Yesterday's Independent treated us to one of those hastily-cobbled-together list items in which a couple of the less senior hacks in the office are obliged to compile a list of the all-time most significant happenings in any given sphere suggested by a given news story. The Ten Most Ridiculous Celebrity Funerals, perhaps, or Top Twenty Latin American Coups, compiled with the expert knowledge of the journalists, or more likely their expert knowledge of how to search the internet.
One day I might do the Top Ten Inaccurate Newspaper Stories About Chess, assuming I can whittle it down to ten rather than settle for, say, a hundred: yesterday's piece is at least a candidate for the longlist. Simon Rice and Jimmy Leach offer us The Worst Losers in Sport: beginning (perhaps unfairly) with Ricky Ponting and eventually arriving at number thirteen, who turns out to be Bobby Fischer.
The piece on Fischer reads, in full:
During a chess match between Spassky and Fischer in 1971, Bobby Fischer refused to allow any of the spectators to eat fruit yoghurt in the auditorium because he suspected secret messages were being transmitted to Boris through which flavours they were eating!Since we're making lists: readers are invited to do precisely that and list every mistake which the piece contains. Because I think it may include more errors of fact per word than any other passage about chess I've ever read. Where did they get it from?
[Thanks to Angus for this]
10 comments:
I'll go first ... wrong year for the match which was in 1972.
The really interesting question is, as you ask, where on earth did they get this from? It's hard to believe any source - even on the internet - could be quite so wrong.

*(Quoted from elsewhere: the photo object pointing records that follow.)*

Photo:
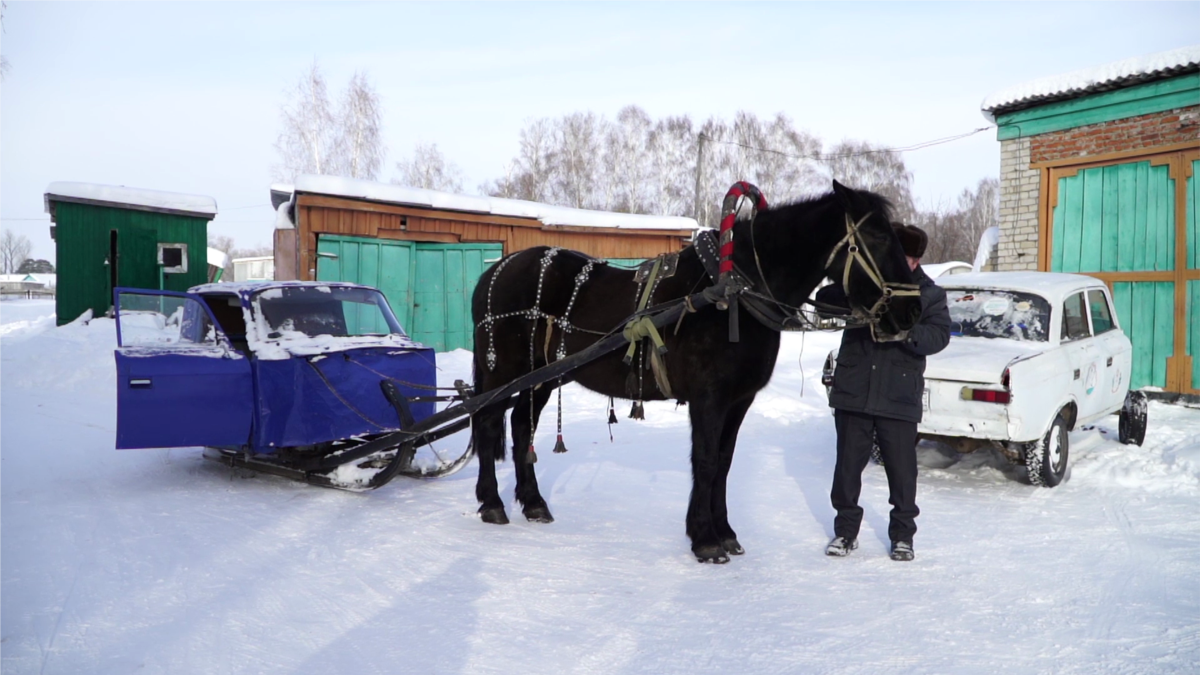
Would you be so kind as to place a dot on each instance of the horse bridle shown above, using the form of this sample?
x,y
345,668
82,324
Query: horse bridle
x,y
859,255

I know.....they weren't playing chess. Right?
The yoghurt thing was from Karpov-Korchnoi 1978. In the end it was agreed that Karpov could have his yoghurt aslong as it was blueberry. This is all from memory so it may not be completely right.
Andrew
Raymondo later said his yoghurt complaint was a spoof.
I'll offer:
1. The Fischer-Spassky match was played in 1972 not 1971
2. Fischer was not involved in the yoghurt match
3. Spassky was not involved in the yoghurt match
4. Fischer won his match and therefore can hardly have been a bad loser
5. The yoghurt match was Karpov-Korchnoi 1978
6. The complaint was not against spectators but involved one of the players and his delegation.

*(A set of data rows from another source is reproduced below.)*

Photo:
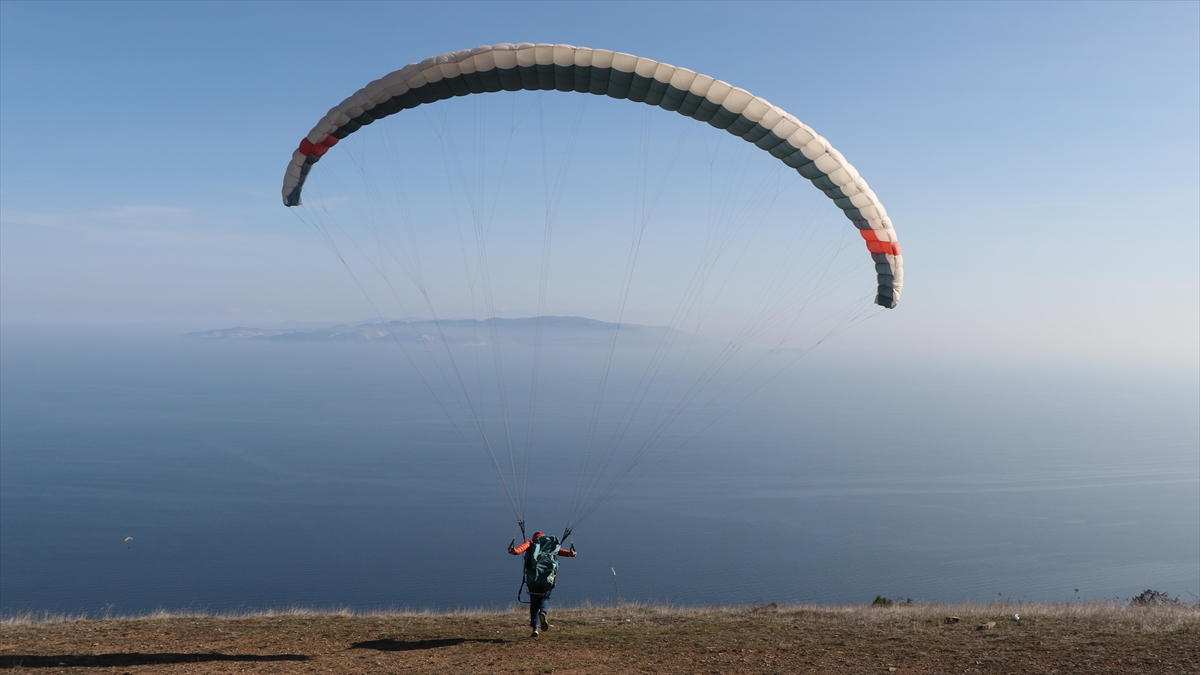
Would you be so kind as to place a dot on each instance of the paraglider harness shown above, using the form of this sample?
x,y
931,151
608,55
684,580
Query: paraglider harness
x,y
540,566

I could probably go on....
Interesting that they specify "fruit yoghurt". Does that mean non-fruit flavours were OK? How about hazelnut? Is hazelnut a fruit?
So tomato yoghurt is ok then?
Andrew
I haven't bothered to look up RK's account of the yoghurt complaint, but as I recall the basis of the complaint was that a strawberry yoghurt could be code for "attack on the kingside with g4" whereas other flavours could be other pieces of advice. The compromise solution was that Karpov could have whatever flavour yoghurt he liked but he had to decide before the game (and tell his opponent). And, yes, it was a spoof. This is the match where Korchnoi wore dark glasses so Karpov's parapsychologist mate sitting in the audience couldn't hypnotise him.
Plain yoghurt would be blandly acceptable.
Can't see the woods for the pulped trees of newsprint lads. Bad looser? " My head is filled with sunshine" Tal on becoming wchp. "Shove off jerk" Fischer's 1st recored worlds as wchp to a fan who wished to congratulate him. Fischer top of the bad looser chart, only bettered by his bad winner qualities.